Fiscal Note: Available.
Effective Date: The bill takes effect on January 1, 2018.
Staff Summary of Public Testimony (State Government, Elections & Information Technology):
(In support) The current voting process is inaccessible to youth. Some have to be in the right place at the right time to gain information about deadlines. Since "motor voter," or registering to vote at the Department of Licensing (DOL), is the most popular form of voter registration, and most drivers licenses are obtained at 16 years of age, implementing 16-year-old voter registration sign up at the DOL makes sense. Preregistration in schools allows students to connect lessons to society. County auditors are concerned about communication to youth voters, mobility, and associated administrative burden. The purpose of voter registration is to prevent fraud. There may be opportunity through rule making and timing of voter registration cards. The Legislature needs to decide on a 16- or 17-year-old sign-up requirement, rather than a 16- and 17-year-old sign up, to avoid a two-tier system. Rules that apply to adults registered to vote should not apply to minors.
(Other) The Secretary of State supports sign up for persons age 17, and amended language articulating the requirement broadly. There is an existing process for 17 year olds who will be 18 by the next election. This bill will add structure to the existing process.
Staff Summary of Public Testimony (Transportation):
(In support) More than a dozen states allow preregistration for 16 and 17 year olds. This type of effort is already happening with the 17-year-old population in Washington; a 17-year-old person can preregister to vote if they will be age 18 by the next general election. This bill aims to include the 16-year-old population as well using voter sign up. This bill gives every student the opportunity to sign up to vote in school. This is a great way to capture young, future voters, and it is efficient to do so at the Department of licensing (DOL) while a person is there to apply for his/her driver's license. It will encourage an early habit of civil service.
(Opposed) The voter registration system needs to be balanced between system security and access. There is a concern that data received when a 16-year-old person signs up to vote could become out of date by the time that person turns 18 years old and becomes a registered voter. Public perception could be affected due to people thinking that 16 and 17 year olds are getting registered to vote instead of just signing up; this could negatively effect confidence in the state's election system.
The Office of the Secretary of State (OSOS) is undergoing a modernization effort to the election management system. The cost to the OSOS as a result of this bill could be significantly reduced if the bill were timed with the modernization effort; updating the current system to comply with this legislation is a costlier effort. Additionally, security and accuracy would be increased with the new system.

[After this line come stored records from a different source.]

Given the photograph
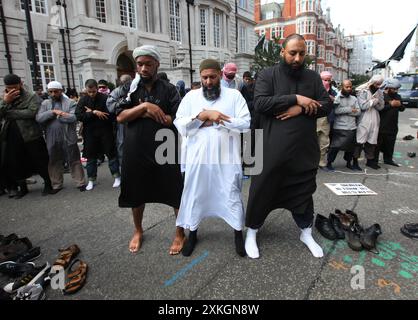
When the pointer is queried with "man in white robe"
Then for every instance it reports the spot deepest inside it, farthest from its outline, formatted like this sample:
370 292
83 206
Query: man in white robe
211 119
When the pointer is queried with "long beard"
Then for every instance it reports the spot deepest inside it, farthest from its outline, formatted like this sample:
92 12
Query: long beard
213 93
373 89
292 72
147 80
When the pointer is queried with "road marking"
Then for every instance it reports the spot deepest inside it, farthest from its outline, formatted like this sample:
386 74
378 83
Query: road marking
187 268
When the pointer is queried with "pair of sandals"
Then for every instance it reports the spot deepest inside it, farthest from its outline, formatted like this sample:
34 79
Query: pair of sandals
77 269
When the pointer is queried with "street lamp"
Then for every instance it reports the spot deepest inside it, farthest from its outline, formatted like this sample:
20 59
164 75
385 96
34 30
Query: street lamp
190 2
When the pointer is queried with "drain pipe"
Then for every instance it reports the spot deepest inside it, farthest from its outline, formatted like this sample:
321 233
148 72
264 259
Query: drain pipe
6 41
67 30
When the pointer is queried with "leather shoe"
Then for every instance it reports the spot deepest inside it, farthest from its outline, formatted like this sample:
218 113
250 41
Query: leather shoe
325 228
337 226
368 237
372 164
410 230
353 237
391 163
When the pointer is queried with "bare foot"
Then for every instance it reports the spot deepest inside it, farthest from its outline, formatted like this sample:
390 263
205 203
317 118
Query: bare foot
136 242
177 244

(Other) The DOL would incur expenditures for adapting the driver and vehicle information systems and for additional staff time needed to process the voter sign-ups.

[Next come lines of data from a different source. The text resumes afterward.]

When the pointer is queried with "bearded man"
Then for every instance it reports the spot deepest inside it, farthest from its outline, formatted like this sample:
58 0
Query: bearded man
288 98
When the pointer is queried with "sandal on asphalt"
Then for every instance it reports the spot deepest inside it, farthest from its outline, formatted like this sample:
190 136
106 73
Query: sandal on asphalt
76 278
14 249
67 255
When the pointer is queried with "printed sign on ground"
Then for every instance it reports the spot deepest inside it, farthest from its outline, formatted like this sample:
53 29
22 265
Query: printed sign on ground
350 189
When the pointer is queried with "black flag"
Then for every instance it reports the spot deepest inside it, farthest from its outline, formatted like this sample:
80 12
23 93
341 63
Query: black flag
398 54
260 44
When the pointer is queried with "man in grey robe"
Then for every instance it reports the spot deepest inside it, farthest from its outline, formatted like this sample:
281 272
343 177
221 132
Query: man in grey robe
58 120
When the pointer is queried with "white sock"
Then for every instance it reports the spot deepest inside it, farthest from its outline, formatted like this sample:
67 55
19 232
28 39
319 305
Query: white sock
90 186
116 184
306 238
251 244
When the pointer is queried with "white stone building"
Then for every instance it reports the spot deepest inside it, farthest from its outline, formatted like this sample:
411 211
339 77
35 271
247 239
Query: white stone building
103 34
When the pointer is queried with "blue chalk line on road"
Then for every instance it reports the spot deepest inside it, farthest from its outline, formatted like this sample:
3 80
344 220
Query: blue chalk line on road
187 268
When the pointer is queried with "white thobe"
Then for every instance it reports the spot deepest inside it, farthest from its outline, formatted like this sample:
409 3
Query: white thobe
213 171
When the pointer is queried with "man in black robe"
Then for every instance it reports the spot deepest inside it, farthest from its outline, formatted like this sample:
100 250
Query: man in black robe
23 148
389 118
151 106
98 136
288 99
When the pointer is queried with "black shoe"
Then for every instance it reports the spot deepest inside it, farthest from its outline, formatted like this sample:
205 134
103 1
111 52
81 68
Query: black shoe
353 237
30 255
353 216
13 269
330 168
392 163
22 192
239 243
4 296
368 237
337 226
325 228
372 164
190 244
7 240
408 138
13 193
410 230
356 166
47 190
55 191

Persons Testifying (State Government, Elections & Information Technology): (In support) Julie Anderson; James Paribello, Win/Win Network; Nancy Sipara, League of Women Voters of Washington; and Alisha Agard, The Washington Bus.

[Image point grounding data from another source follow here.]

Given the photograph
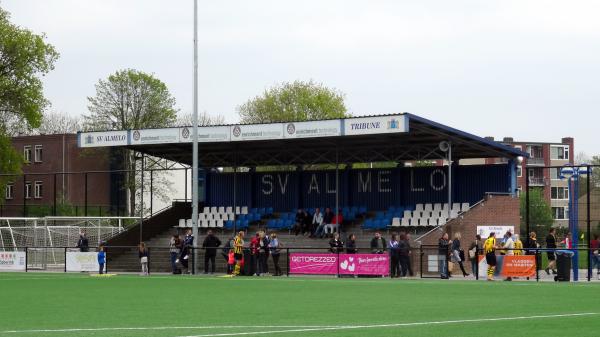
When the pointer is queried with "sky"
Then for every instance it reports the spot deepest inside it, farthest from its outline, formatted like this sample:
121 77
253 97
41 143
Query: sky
527 69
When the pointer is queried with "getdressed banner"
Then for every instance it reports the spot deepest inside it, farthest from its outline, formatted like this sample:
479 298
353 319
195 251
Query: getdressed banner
14 261
348 264
82 261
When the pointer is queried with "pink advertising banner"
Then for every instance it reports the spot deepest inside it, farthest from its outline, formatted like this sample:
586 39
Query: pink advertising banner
348 264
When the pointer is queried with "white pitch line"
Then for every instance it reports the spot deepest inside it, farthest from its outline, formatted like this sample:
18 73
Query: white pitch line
172 327
353 327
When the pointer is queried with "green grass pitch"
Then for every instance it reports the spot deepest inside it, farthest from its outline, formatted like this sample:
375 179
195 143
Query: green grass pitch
65 305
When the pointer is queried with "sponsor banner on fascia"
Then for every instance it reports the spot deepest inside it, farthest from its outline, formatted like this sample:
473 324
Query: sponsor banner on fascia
312 129
374 125
257 132
100 139
155 136
206 134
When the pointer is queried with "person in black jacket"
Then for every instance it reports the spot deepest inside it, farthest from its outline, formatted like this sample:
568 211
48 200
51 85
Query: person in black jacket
378 244
210 243
551 244
351 245
403 254
443 250
335 244
83 243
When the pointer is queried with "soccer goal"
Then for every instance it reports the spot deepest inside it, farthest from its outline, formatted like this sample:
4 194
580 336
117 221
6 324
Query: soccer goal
46 238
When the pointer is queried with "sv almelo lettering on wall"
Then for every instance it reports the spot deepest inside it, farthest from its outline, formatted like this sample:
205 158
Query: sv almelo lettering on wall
313 187
267 181
383 182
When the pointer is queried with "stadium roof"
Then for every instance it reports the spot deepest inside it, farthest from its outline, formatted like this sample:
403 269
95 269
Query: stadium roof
393 137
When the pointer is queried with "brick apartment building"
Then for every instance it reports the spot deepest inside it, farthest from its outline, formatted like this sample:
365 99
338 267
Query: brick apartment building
544 155
53 183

(Other) David Elliot, Office of the Secretary of State
Persons Testifying (Transportation): (In support) Representative Bergquist, prime sponsor; and Alex Hur, Washington Voting Justice Coalition.
(Opposed) Lori Augina, Office of the Secretary of State.
(Other) Tony Sermonti, Department of Licensing.
Persons Signed In To Testify But Not Testifying (State Government, Elections & Information Technology): None.
Persons Signed In To Testify But Not Testifying (Transportation): None.